It compares Mahout vs. Distributed GraphLab on the popular task of matrix factorization using ALS algorithm (alternating least squares) on Netflix data. The bottom line is that GraphLab is about x20 faster than Mahout.
And here is the exact experiment setup, I got from Nezih:
- N is the number of ALS iterations, D is the number of latent factors. The experiments have been conducted on a 16 node cluster.

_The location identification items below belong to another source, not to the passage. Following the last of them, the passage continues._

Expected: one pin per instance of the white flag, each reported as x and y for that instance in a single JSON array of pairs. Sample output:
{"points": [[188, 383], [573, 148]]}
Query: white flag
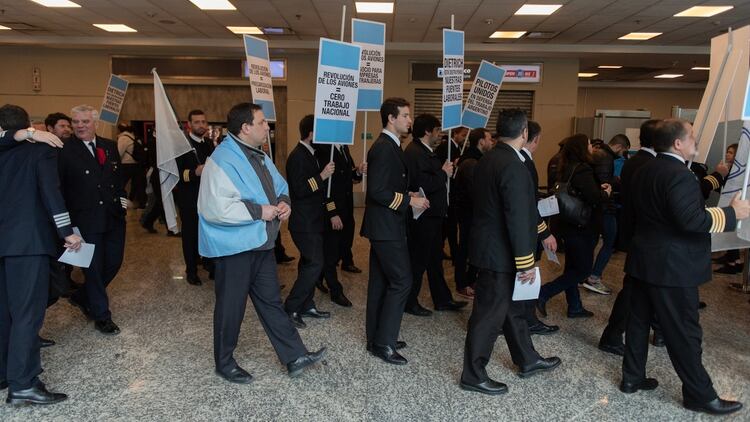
{"points": [[170, 144], [735, 179]]}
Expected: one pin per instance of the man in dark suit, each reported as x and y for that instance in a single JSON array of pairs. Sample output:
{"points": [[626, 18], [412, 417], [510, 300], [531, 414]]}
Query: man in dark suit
{"points": [[386, 210], [503, 241], [92, 187], [428, 173], [544, 237], [339, 222], [307, 192], [190, 166], [611, 340], [669, 257], [33, 227]]}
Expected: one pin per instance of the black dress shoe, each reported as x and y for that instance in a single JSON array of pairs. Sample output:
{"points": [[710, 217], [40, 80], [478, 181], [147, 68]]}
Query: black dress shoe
{"points": [[37, 394], [351, 268], [581, 313], [418, 310], [543, 329], [615, 349], [45, 342], [388, 354], [194, 280], [236, 375], [297, 320], [451, 305], [322, 287], [542, 365], [316, 313], [647, 384], [298, 366], [341, 300], [399, 345], [490, 387], [717, 406], [106, 326]]}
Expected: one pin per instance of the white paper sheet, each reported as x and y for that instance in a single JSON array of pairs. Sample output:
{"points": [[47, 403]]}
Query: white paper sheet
{"points": [[528, 291], [548, 206]]}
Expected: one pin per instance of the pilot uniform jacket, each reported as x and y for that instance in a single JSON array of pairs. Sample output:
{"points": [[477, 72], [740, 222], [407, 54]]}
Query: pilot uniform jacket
{"points": [[672, 245], [33, 211], [387, 199], [93, 193], [306, 190], [504, 232], [426, 172]]}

- We start GL as mpirun -hostfile ~/hostfile -x CLASSPATH ./als –ncpus=16 --matrix hdfs://host001:19000/user/netflix --D=$LATENT_FACTOR_COUNT --max_iter=$ITER_COUNT --lambda=0.065 --minval=0 --maxval=5
- To run mahout ALS, we use the factorize-netflix.sh script under the examples directory. It should be run as ./factorize-netflix.sh /path/to/training_set/ /path/to/qualifying.txt /path/to/judging.txt
- In our test cluster we have 16 machines each with 64GB of memory, 2 CPUs (Intel(R) Xeon(R) CPU E5-2670 @ 2.60GHz [8 cores each]) and 4 x 1 TB HDDs. The machines communicate over a 10Gb Ethernet interconnect.
- The Netflix dataset has been splitted into 32 equally sized chunks and then put into HDFS.